Claudio Ranieri donne ses instructions devant Arsène Wenger, en quart de finale de C1 (2004)
Claudio Ranieri donne ses instructions devant Arsène Wenger, en quart de finale de C1 (2004)

Deuxième avec Chelsea, la Juve, la Roma et Monaco

Une fois encore, la magie opère, et les Blues terminent deuxièmes et accèdent au dernier carré de la Ligue des Champions en 2004. Il relance également Valence lors de son retour (2004-2005), réussit une nouvelle mission sauvetage à Parme en 2007, ou redonne des couleurs à la Juve, tout juste promue et avec laquelle il finit troisième (2008, puis deuxième de Serie A (2009). S’il réussit presque systématiquement ses objectifs de relance, il ne parvient jamais à atteindre la première place. Cette "malédiction" est encore plus flagrante avec la Roma, qu’il retrouve en septembre 2009, et avec laquelle il va se battre pour décrocher le Graal. Mais l’Inter rafle le Scudetto et bat la Roma en finale de la Coupe d’Italie… En signant à l’Inter en septembre 2011, il pense enfin avoir les moyens de remporter enfin ce titre de champion, mais en vain. L’aventure avec l’AS Monaco le mènera de la L2 à une …. deuxième place en L1, derrière l’intouchable PSG. 

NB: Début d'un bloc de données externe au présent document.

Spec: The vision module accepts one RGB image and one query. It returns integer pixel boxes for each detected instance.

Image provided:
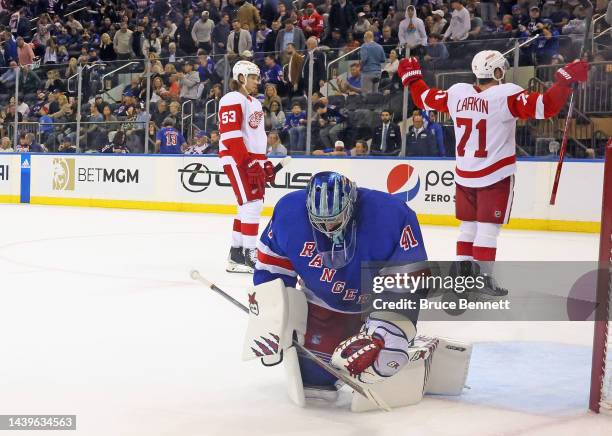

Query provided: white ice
[0,205,612,436]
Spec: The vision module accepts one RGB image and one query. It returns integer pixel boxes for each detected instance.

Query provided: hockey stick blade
[189,270,391,412]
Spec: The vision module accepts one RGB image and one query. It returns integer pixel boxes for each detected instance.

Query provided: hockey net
[589,139,612,412]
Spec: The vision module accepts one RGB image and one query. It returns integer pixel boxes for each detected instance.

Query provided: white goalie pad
[351,336,472,412]
[242,279,308,364]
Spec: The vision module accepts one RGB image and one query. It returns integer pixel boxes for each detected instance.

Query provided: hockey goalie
[243,172,471,411]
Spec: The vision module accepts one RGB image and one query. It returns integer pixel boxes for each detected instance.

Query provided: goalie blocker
[242,279,472,412]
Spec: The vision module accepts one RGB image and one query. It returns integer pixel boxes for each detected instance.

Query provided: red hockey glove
[397,58,423,86]
[555,60,589,87]
[264,160,276,182]
[245,158,266,194]
[331,317,416,383]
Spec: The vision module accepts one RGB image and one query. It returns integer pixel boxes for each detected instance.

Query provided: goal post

Ranieri salué par ses joueurs à Monaco (2014)
Ranieri salué par ses joueurs à Monaco (2014)

Le sort s’envole à Leicester

Lorsqu’il prend en charge Leicester, après un échec à la tête de l’équipe nationale de Grèce, "le Raymond Poulidor des entraîneurs de football" est persuadé qu’il jouera au mieux les places pour la Ligue Europa, et encore… "Je ne m'attendais pas à cela quand je suis arrivé", a ainsi confié Ranieri après le titre des Foxes. "Je suis un homme pragmatique, je voulais juste gagner match après match et aider mes joueurs à progresser semaine après semaine. Je n'ai jamais trop pensé jusqu'où cela nous emmènerait". 

Claudio Ranieri dirige les Foxes (2016)
Claudio Ranieri dirige les Foxes (2016)

Si souvent passé à côté d’un triomphe, Ranieri a enfin pu découvrir la joie que procure une telle performance. "C'est une sensation tellement incroyable et je suis content pour tout le monde", a-t-il expliqué, mettant comme tout bon manager, ses joueurs en avant. "Les joueurs ont été fantastiques. Leur concentration, leur détermination, leur état d'esprit ont rendu cela possible. Ils se sont battus pour les autres lors de chaque rencontre et j'aime voir cela chez mes joueurs. Ils méritent d'être champions", a estimé l’homme de 64 ans. Comme quoi, la persévérance a du bon.